Mr. Cassidy also explained that the company's website, where customers can go to manage their account and pay bills online, contains updated terms and conditions for their customer agreements. AmeriGas invoices direct clients to these updated terms and conditions: “We periodically review and revise our standard Terms and Conditions. Visit our company website to read the T&C that apply.” (Doc. 8-1 at 1.) Although Defendants assert that the website terms and conditions bind customers, they provide no legal basis for their claim that AmeriGas can unilaterally alter its contract with customers to incorporate terms and conditions on its website. Customers' obligations to AmeriGas remain the same and they are not given an opportunity to opt-out of the updated terms without discontinuing service. The Court thus cannot find that the terms were incorporated into the Insureds' agreement. See Three Valleys Mun. Water Dist. v. E.F. Hutton & Co., 925 F.2d 1136, 1141 (9th Cir. 1991) (“Before a party to a lawsuit can be ordered to arbitrate and thus be deprived of a day in court, there should be an express, unequivocal agreement to that effect.”).

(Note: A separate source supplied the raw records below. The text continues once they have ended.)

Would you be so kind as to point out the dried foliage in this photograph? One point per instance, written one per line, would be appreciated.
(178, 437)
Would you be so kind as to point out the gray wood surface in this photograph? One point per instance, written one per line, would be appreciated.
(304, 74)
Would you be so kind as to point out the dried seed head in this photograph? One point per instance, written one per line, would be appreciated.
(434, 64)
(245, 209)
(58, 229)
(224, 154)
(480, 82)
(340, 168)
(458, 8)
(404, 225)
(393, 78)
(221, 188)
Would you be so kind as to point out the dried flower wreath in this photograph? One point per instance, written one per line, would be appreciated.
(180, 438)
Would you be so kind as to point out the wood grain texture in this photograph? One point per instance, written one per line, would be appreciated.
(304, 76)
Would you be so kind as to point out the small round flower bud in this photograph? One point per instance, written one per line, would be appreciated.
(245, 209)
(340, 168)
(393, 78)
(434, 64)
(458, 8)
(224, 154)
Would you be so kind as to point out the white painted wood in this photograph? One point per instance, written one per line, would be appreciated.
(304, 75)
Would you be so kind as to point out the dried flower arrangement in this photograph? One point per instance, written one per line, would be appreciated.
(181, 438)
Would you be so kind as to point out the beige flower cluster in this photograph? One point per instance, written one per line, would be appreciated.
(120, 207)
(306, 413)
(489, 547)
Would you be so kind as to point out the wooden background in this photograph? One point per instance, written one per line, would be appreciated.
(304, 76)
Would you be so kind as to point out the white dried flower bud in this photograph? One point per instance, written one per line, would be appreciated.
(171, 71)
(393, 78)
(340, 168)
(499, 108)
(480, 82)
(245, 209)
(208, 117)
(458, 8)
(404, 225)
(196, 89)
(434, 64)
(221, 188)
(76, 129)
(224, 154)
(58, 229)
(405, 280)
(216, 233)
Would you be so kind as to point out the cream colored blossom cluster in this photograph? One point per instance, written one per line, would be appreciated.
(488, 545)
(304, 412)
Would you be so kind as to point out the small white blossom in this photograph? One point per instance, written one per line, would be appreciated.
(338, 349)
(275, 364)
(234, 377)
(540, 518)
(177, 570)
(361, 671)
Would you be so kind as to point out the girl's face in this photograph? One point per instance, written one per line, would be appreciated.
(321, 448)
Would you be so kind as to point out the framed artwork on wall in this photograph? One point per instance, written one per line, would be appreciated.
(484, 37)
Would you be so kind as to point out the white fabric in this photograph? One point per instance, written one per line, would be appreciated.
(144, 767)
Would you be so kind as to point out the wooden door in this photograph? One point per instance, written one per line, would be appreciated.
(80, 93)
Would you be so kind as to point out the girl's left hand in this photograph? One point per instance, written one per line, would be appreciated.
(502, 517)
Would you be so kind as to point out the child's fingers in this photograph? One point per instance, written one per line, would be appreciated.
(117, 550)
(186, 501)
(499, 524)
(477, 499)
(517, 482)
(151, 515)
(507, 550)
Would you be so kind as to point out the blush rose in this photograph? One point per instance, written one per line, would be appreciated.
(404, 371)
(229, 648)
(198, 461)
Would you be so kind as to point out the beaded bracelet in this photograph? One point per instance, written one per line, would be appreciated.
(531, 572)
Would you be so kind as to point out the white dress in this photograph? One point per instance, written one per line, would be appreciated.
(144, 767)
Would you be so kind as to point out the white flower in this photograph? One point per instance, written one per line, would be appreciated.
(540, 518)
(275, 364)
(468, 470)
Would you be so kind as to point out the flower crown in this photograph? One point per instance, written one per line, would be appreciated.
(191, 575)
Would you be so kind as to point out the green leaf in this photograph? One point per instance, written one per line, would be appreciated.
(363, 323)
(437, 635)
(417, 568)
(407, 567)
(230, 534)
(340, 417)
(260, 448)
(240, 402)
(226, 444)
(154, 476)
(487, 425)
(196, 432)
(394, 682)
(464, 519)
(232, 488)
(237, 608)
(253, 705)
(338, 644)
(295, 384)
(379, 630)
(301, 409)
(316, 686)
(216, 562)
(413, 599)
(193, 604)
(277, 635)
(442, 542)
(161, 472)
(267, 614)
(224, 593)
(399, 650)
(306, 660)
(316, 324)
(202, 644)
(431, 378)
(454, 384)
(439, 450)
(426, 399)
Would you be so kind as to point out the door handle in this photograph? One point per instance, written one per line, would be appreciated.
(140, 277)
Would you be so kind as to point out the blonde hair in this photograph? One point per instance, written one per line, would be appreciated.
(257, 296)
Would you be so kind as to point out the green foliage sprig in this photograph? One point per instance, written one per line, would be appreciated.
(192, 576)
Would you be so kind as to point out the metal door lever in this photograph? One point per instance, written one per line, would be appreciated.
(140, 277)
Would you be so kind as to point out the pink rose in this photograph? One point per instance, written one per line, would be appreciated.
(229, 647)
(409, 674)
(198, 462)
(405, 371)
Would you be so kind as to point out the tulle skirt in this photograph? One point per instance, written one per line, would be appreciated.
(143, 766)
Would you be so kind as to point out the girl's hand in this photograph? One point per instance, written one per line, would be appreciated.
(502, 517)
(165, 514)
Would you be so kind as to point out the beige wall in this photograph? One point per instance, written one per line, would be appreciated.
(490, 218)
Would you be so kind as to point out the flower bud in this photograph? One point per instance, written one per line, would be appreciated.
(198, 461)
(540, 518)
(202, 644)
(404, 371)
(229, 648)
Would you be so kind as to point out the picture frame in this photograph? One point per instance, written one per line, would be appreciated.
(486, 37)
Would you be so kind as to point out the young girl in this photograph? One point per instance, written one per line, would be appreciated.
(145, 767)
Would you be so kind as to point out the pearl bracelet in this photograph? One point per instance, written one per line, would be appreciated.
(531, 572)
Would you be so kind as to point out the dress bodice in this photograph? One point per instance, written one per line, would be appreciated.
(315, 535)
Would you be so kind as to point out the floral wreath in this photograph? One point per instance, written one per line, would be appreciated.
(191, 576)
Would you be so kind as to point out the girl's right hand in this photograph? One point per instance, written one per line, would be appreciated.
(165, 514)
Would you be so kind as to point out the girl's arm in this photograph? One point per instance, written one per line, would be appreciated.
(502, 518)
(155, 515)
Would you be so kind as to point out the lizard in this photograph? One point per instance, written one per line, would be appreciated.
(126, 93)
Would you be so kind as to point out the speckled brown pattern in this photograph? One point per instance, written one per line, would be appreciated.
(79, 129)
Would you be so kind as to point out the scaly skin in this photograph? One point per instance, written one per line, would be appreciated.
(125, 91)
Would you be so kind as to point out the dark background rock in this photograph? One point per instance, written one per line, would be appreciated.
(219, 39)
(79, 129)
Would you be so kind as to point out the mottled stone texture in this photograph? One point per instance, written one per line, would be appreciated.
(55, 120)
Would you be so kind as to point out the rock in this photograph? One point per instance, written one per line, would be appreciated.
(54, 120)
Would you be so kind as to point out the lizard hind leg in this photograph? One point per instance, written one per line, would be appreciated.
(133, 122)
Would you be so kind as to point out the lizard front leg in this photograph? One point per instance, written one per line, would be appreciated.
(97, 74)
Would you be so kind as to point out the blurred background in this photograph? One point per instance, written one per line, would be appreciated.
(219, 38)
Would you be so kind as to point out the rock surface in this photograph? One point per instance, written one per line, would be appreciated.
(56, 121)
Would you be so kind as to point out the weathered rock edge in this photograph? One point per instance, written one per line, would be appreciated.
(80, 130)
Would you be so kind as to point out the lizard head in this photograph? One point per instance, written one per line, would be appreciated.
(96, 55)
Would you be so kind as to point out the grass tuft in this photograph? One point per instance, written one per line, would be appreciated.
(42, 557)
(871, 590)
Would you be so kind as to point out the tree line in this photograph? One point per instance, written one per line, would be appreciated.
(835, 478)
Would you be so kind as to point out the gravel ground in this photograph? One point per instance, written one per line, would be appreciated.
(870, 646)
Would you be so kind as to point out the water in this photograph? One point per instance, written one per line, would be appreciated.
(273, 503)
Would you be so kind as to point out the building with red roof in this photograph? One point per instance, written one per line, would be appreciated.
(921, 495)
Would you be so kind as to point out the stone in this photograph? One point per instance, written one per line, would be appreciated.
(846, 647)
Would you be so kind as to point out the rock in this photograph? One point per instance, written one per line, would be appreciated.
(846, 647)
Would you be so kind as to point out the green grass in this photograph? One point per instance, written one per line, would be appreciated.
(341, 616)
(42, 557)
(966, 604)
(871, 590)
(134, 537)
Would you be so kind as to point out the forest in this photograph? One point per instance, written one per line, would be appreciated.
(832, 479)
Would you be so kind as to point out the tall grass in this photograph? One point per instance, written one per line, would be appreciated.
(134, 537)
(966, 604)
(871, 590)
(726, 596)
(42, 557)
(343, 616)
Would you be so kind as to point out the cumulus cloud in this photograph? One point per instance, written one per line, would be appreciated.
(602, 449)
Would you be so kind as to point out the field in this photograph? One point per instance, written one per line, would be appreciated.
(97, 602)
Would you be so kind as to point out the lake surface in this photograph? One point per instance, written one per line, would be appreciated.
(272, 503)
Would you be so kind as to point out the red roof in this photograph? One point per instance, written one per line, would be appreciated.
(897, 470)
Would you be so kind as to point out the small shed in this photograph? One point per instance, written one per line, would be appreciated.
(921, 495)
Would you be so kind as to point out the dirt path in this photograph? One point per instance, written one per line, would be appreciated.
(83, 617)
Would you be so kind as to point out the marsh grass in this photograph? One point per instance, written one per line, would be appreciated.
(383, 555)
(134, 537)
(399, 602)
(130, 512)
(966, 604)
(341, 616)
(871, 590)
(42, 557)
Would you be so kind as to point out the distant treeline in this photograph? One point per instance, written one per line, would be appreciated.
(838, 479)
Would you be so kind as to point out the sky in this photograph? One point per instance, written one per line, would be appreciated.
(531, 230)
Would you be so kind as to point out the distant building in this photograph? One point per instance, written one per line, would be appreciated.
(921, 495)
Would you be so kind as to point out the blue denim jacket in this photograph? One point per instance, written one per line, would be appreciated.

As the two-page document with the Insured's signature does not contain an arbitration clause, and Defendants have not established that the Insured received the four-page agreement they presented, Defendants have not established that the parties' agreement included an arbitration clause.
CONCLUSION
For the reasons set forth above, Defendants have not established the existence of a valid agreement to arbitrate.
IT IS THEREFORE ORDERED that Defendants AmeriGas Propane, L.P., AmeriGas Propane GP, L.L.C., and New AmeriGas Propane, Inc.'s (collectively “Defendants”) Motion to Compel Arbitration and Stay Proceedings. (Doc. 6) is DENIED.